Bonus: To see the tool calling (see here and here for more info) in action, try the hello.py
example, which asks Llama "Which players played in the winning team of the NBA western conference semifinals of 2024, please use tools" whose answer needs a web search tool, followed by a prompt "Hello". On Mac, run (replace localhost
with [::]
on Linux):
python examples/scripts/hello.py localhost 5000 --disable_safety
And you should see the output returning "BuiltinTool.brave_search" below (if you see "httpcore.ReadTimeout", retry should work):
User> Hello StepType.inference> Hello! How can I assist you today? User> Which players played in the winning team of the NBA western conference semifinals of 2024, please use tools StepType.inference> brave_search.call(query="NBA Western Conference Semifinals 2024 winning team players") StepType.tool_execution> Tool:BuiltinTool.brave_search Args:{'query': 'NBA Western Conference Semifinals 2024 winning team players'} StepType.tool_execution> Tool:BuiltinTool.brave_search Response:{"query": null, "top_k": []} StepType.shield_call> No Violation StepType.inference> I need to search for information about the 2024 NBA Western Conference Semifinals.

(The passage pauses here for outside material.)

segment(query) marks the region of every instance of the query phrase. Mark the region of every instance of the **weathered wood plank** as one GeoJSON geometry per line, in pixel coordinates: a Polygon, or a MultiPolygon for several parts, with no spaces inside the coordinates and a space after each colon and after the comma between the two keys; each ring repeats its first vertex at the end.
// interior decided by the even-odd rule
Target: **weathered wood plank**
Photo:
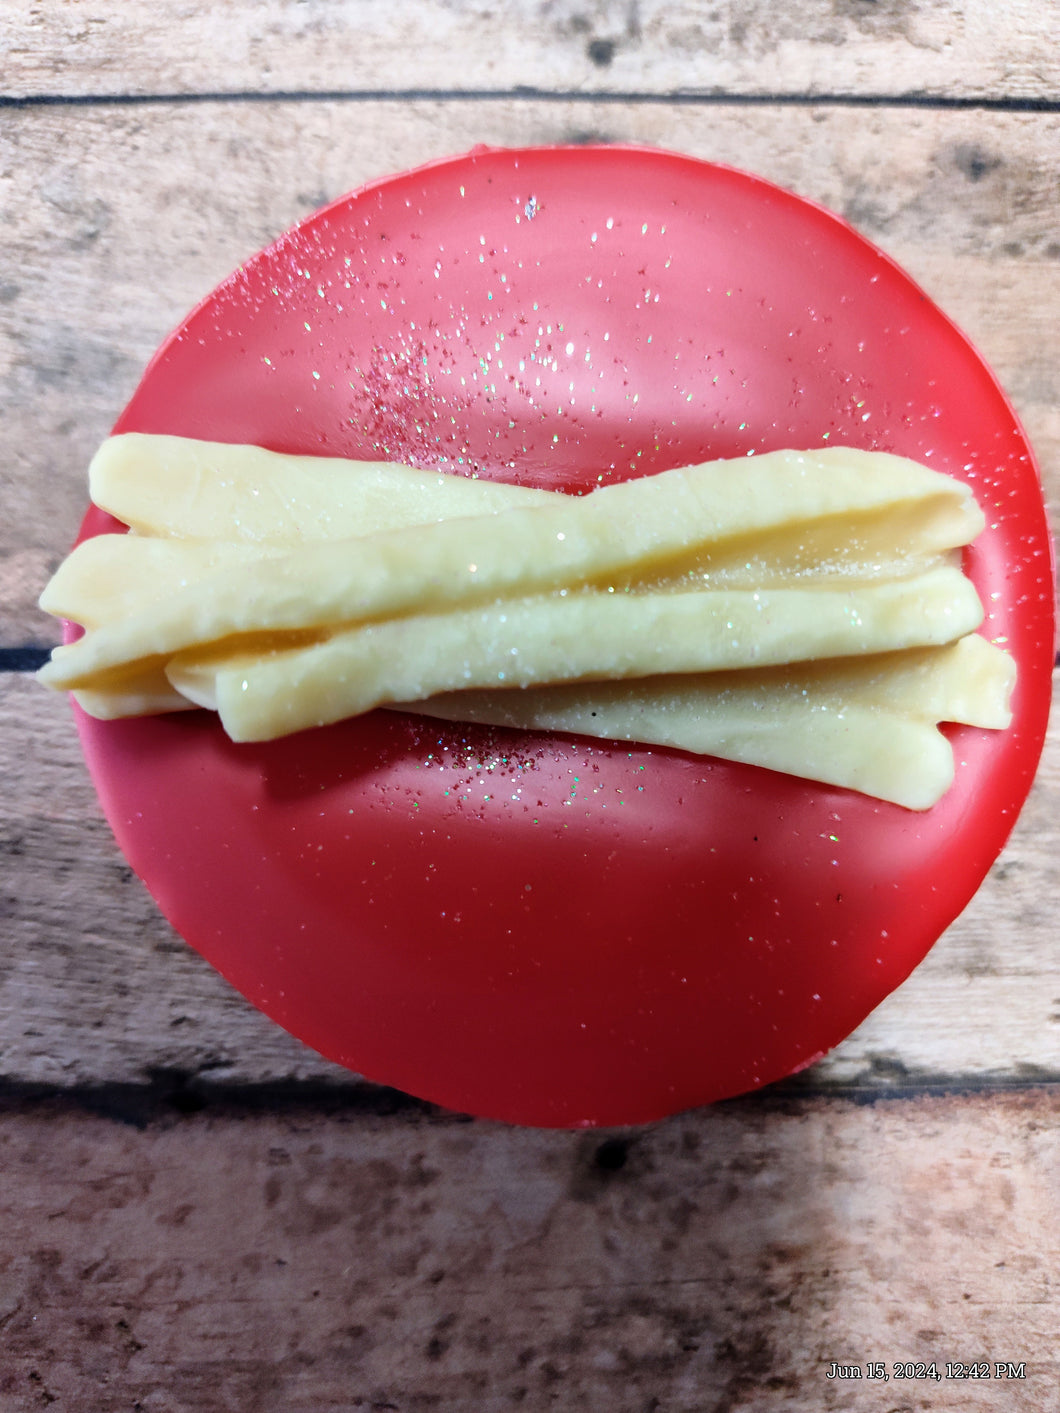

If you delete "please use tools" in the prompt of hello.py
, not wanting to beg, you'll likely see the output:
I'm not able to provide real-time information. However, I can suggest some possible sources where you may be able to find the information you are looking for.
By setting an appropriate system prompt, or switching to a bigger sized Llama 3.1 model - details coming soon - you'd see you don't have to be too polite to make Llama comfortable but yourself not.